Manufacturing and scalability considerations for AI-enabled screening platforms
From a technology perspective, scalability depends less on algorithm performance and more on integration resilience. Health systems operate heterogeneous imaging infrastructure, electronic health records, and governance processes. Platforms like Carebricks must adapt to local protocols while maintaining consistent performance across sites. Industry observers note that McLaren’s integrated system structure may provide a favourable test environment compared with more fragmented networks.

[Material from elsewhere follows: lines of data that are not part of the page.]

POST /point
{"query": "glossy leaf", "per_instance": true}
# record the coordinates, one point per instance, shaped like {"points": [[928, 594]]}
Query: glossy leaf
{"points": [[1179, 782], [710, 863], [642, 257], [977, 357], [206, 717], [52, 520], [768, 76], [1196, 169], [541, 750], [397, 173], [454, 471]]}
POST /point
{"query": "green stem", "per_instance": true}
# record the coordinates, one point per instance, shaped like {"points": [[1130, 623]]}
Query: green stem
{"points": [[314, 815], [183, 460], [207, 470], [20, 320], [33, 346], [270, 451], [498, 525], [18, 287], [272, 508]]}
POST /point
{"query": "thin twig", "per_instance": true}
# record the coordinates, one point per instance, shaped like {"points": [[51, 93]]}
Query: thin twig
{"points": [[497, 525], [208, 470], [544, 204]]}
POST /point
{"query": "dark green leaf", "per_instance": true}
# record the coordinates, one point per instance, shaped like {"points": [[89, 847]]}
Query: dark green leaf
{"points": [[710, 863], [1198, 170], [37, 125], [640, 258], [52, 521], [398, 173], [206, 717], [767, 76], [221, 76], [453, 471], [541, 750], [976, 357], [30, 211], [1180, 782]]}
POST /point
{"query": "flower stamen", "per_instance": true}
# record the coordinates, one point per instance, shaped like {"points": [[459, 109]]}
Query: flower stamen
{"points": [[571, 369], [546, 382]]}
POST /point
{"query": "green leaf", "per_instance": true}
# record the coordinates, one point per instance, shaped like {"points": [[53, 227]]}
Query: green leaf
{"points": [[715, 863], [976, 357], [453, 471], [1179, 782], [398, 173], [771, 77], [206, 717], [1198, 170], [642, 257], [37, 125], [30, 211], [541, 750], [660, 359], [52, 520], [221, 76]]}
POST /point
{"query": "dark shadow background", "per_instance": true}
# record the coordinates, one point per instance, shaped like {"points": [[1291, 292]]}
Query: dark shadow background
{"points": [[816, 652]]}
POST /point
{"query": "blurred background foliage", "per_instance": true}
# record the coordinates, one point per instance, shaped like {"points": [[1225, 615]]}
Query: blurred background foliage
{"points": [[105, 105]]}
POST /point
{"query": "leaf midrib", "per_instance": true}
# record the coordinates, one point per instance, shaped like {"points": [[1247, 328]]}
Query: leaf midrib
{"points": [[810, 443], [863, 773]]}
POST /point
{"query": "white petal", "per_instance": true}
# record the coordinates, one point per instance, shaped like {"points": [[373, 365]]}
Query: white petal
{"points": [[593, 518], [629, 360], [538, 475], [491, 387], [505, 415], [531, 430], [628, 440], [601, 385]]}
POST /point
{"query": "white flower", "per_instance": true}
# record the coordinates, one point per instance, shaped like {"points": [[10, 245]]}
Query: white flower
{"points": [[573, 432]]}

Data governance and patient consent also emerge as critical factors. Using retrospective scans from the past 12 months raises questions about notification thresholds and patient communication strategies. Transparency around how findings are generated and used will likely influence patient trust and program sustainability.
What clinicians, regulators, and industry observers will watch next
The most closely watched outcome will be whether early detection translates into earlier intervention and measurable outcome improvement. Metrics such as time to follow-up, initiation of preventive therapy, and progression rates of aortic stenosis will determine whether the program delivers on its promise. Clinicians will also scrutinise false positive rates and the burden of additional testing triggered by algorithmic findings.
Regulators are likely to monitor how incidental detection programs are governed as they proliferate. Clear standards around validation, auditability, and clinician oversight may emerge as adoption increases. For the broader industry, McLaren Health Care’s initiative serves as a case study in whether artificial intelligence can finally bridge the gap between detection and action in preventive cardiology.
Strategic implications for the broader healthcare artificial intelligence market
If successful, this deployment strengthens the argument that the next wave of healthcare artificial intelligence value will come from workflow orchestration rather than standalone diagnostics. Vendors that can demonstrate end-to-end impact, from detection to clinical action, may gain an advantage as health systems become more selective about technology investments.
The program also highlights a broader shift toward leveraging existing data assets more aggressively. Rather than generating new data through additional tests, health systems are increasingly looking to extract latent value from imaging and records already in place. This approach aligns with cost containment pressures and population health mandates, positioning artificial intelligence as an efficiency lever rather than an added expense.